1. It’s a Great Dane, not a Greyhound. (Or a Dalmatian)
Not that I mind this, right now, especially because she’s little, she’s being mistaken left and right for different breeds. What I love is “Mommy, that’s a fireman’s dog”, sure kid, I love that you just connected with her, even if she’s eye level.
I do have a pinch collar (sorry naysayers she has a swerve on her!) and because of her puppiness (that’s the state of being hyper and sometimes prone to just “HEY! LOOK!” syndrome), it’s going to stay that way for awhile. I bought the least pokey one I could find, it’s just small spikes instead of a normal leather collar. I took her to the Rice Festival this weekend and she did perfectly fine with it, no yelping (I pictured blood in the streets and an SPCA SWAT team) and she heeled even in the rain!
3. No, you cannot saddle her up. or ride her. or have her drag things.
In fact, she’s more delicate than you think. She just got over the growing pains, but those bones are still growing. I’ve still been told to reign in on the hard runs and the wild playing where I can. She still has tears around the house she goes on, especially when cheered on by Ralph, but that said, her growing period extends beyond a normal puppy’s time and for that, she’s due a little delicate handling.
4. A great dane lives…until it passes away.
Honestly. This one hurts my heart a little. I hear this more than anything else. “Do you know they only live for 5-7 years?”…”I would love one, but I don’t want an animal who’s only going to live for ‘so’ long”. Having lost my own dog to a car accident several years ago, we never know how long anyone or any thing may be in our lives. Please do not pass up these amazing creatures because you can’t hedge your bets on your emotions. I am head over heels for Penny, I know I, and probably Ralph, will outlive her, but my life is infinitely better because she has gotten me out of a ditch in life I didn’t know I was even in. In 9 months. When that dog gets hugged or rounds a corner and makes smiles, there’s nothing like it – because I know as a human, I should be doing that for others.
5. No, I don’t live in a huge house, nor a farm, and definitely not a kingdom.
I do have a backyard. I do not live on a palatial acreage of sorts that would allow for livestock to be raised. My chihuahua takes up more floor space running than she will any day of the week.
6. Yes, they eat a lot. No, not truckloads.
At her puppy size, my dog eats two large bowls of food a day. However, in adulthood, she will eat no more (or maybe less than) your adult lab. So, eating me out of house and home will not occur – and for the record, I drive a Mini, not a dumptruck…I shop at a Petsmart or even my grocery store, not a feedstore or farm supply.

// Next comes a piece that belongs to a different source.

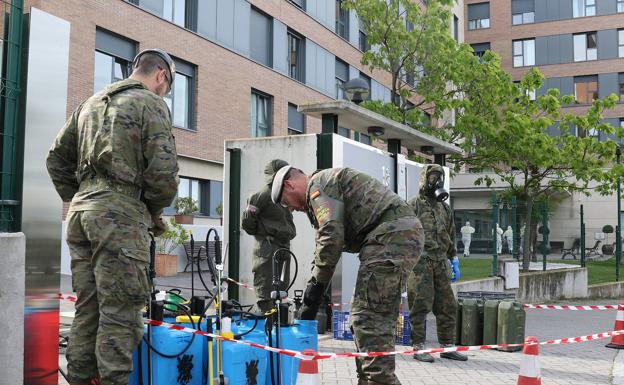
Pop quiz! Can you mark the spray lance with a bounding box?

7. Great danes are not for security.
My rabbit will show you where the valuables are kept in the house. If she’s too busy to notice you, ask Ralph. But Penny will stand there, face to face with a stranger and either want a hug or burp at you. Neither of which is foreboding. Her hugs are generally a lean into your legs. If you’re looking for security, get an alarm. If you need to have a codependent affection fest with a canine – get a dane.
8. All you need is a space.
No, they don’t take up a lot of room. She takes up no more space on the floor than a teenager watching tv. She is absolutely overly content chewing on a bone and listening to reruns of the West Wing. She does not lunge or dart at things unless she’s playing with you, and she only plays when you initiate. These are amazing gentle giants who want love and affection and hugs and everything, but they don’t want to run a marathon. She is perfectly content in her little corner of the room.
9. They, really, are nice.
And “nice” doesn’t even get the job done. Gracious. Humble. Affectionate. Loving. Needy for People. Unassuming. Open. Loving. Warm. Kind. Fearless. They are as humans should be, and it makes me near guilty feeling to see how she acts and never judges.
I’ll give you that. I can’t lift her to weigh almost anymore. All that means is that I get an amazing amount of heft thrown into me when I get home. That’s a gift in itself. But she thinks she’s tiny, and still lives under the bed.